Remember when then Federal Reserve Board Chair Ben Bernanke assured the public that the problems in the financial system will be restricted to the subprime market? This one ranks, along with some comments from and about Alan Greenspan, as one of the worst economic predictions of all time. In other words, the folks at the Fed really missed it.

This is worth remembering because it seems that the Fed is trying to get the excuse making going in advance for the next economic crisis. The NYT reported on a Fed conference where they expressed skepticism as to whether they could stop the next crisis.

There are a range of views presented, not all of them silly. (Using interest rates as the primary tool against bubbles is not a good strategy.) However the idea that the Fed is helpless against bubbles looks like some serious lowering of expectations.

The distortions created by the housing bubble were easy to see by anyone with open eyes. Residential construction as a share of GDP was hitting record levels even as demographics would have suggested the opposite. (Baby boomers were retiring or at least downsizing.) Consumption was hitting record highs as a share of disposable income, driven by housing bubble wealth. House prices had surged by 70 percent above inflation, after tracking the overall inflation rate for the prior century. And the bad loans were there en masse for anyone who cared to notice.

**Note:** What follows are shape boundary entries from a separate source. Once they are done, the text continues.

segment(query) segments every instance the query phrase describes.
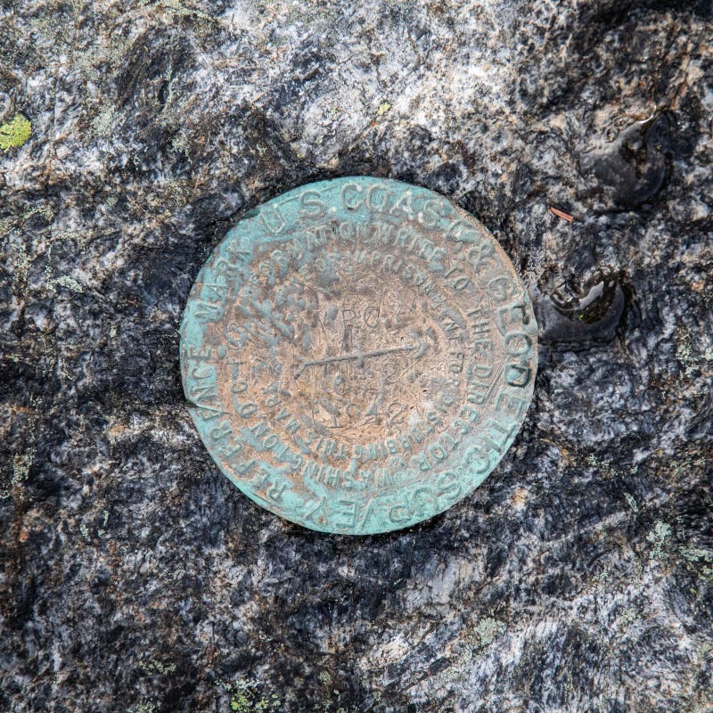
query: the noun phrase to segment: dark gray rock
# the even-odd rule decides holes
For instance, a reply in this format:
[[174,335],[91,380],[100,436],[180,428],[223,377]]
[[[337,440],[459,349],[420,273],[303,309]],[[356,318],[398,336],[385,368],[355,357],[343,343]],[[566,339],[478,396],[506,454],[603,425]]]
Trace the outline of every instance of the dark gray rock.
[[[0,709],[712,710],[711,37],[709,0],[5,2]],[[232,221],[351,174],[477,215],[543,330],[498,470],[361,539],[218,473],[176,332]]]

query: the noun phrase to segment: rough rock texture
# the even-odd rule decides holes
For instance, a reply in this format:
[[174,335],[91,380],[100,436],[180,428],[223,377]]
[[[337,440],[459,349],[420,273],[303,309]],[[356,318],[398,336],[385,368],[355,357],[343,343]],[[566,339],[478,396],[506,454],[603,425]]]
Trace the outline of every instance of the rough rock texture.
[[[712,37],[709,0],[4,2],[0,709],[713,709]],[[482,219],[541,334],[501,466],[366,538],[219,474],[176,331],[233,220],[351,174]]]

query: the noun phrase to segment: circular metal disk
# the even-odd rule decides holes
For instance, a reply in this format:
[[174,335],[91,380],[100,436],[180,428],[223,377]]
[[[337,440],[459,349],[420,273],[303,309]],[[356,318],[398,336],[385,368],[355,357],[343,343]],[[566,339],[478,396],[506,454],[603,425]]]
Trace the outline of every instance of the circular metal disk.
[[536,366],[500,245],[438,193],[383,178],[250,211],[181,326],[191,414],[221,471],[325,532],[397,529],[467,496],[515,438]]

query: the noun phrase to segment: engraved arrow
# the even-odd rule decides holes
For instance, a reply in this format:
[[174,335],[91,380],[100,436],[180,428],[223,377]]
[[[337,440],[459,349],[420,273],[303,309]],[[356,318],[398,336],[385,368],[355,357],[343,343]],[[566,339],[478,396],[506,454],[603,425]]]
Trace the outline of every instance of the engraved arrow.
[[408,344],[401,347],[385,347],[382,349],[375,349],[374,351],[358,351],[353,354],[340,354],[337,356],[324,356],[323,359],[313,359],[312,361],[303,361],[299,368],[295,373],[295,379],[297,379],[307,366],[317,366],[321,364],[332,364],[332,362],[348,362],[353,359],[356,360],[359,366],[364,366],[364,360],[367,356],[384,356],[387,354],[396,354],[404,351],[416,352],[416,358],[421,358],[429,349],[427,342],[416,338],[417,344]]

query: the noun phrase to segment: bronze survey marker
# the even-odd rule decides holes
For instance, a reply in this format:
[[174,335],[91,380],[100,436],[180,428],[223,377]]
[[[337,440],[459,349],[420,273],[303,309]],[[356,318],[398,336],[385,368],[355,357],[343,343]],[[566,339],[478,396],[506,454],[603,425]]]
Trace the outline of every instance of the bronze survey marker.
[[216,248],[181,325],[201,438],[258,504],[313,529],[397,529],[467,496],[532,397],[537,325],[485,227],[423,188],[311,184]]

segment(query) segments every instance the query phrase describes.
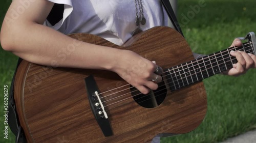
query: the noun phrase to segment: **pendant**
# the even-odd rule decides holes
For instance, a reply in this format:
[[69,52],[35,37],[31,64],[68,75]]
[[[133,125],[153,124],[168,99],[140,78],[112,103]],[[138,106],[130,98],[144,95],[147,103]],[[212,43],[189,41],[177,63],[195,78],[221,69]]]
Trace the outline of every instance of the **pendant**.
[[132,36],[134,36],[135,35],[140,33],[142,32],[142,30],[141,30],[140,28],[138,27],[137,28],[135,31],[133,31]]
[[135,24],[136,24],[136,26],[138,26],[140,24],[140,21],[139,17],[138,17],[138,16],[136,16],[136,19],[135,20]]
[[140,19],[140,23],[141,23],[142,25],[143,25],[146,23],[146,18],[145,18],[144,16],[142,16],[142,17]]

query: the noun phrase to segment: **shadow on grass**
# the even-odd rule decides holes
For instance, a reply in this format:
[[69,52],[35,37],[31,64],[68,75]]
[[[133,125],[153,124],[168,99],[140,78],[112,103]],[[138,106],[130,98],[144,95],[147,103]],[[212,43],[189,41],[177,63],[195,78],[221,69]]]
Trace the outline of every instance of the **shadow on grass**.
[[204,7],[199,7],[199,3],[204,1],[193,1],[178,3],[177,16],[182,28],[200,28],[219,23],[233,24],[239,20],[256,21],[255,1],[205,1],[201,3]]

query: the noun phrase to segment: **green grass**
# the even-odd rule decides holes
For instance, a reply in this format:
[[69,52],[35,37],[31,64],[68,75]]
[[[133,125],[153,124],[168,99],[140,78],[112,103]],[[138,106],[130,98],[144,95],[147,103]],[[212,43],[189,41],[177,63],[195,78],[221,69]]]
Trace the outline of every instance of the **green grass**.
[[[11,1],[0,2],[0,22]],[[178,18],[191,11],[190,6],[199,1],[178,2]],[[254,6],[251,0],[208,0],[206,6],[183,24],[185,37],[193,51],[210,54],[228,47],[234,38],[256,32]],[[2,24],[2,23],[0,23]],[[181,23],[181,24],[184,24]],[[17,58],[0,49],[0,142],[14,142],[3,136],[3,88],[10,87]],[[195,130],[183,135],[163,138],[161,142],[216,142],[256,128],[256,70],[239,77],[218,75],[204,80],[208,108],[205,120]]]
[[[179,1],[178,16],[198,1]],[[195,52],[210,54],[228,47],[235,37],[256,31],[253,1],[206,1],[206,6],[182,30]],[[217,75],[204,80],[208,108],[195,130],[163,138],[161,142],[216,142],[256,128],[256,69],[239,77]]]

The Fed has a variety of tools but the most simple one is simply talking about a bubble. The financial markets will not ignore information (not a mumbled “irrational exuberance”) from the Fed as they showed in response to Fed Chair Janet Yellen’s comments about bubbles in the social media and biotech sectors.

There is no reason that the Fed should not have been issuing clear warnings (i.e. massive quantities of research) documenting the bubble from 2002 onward. The only cost to the Fed is a few researchers time, the potential savings are in the trillions. That seems a no-brainer. The Fed should have also been using its regulatory power to curb the issuance and sale of bad mortgages, but information is a good place to start.

Also, it is not plausible for an organization that argues an inflation target is important to say that information from the Fed has no impact on markets. It obviously believes otherwise.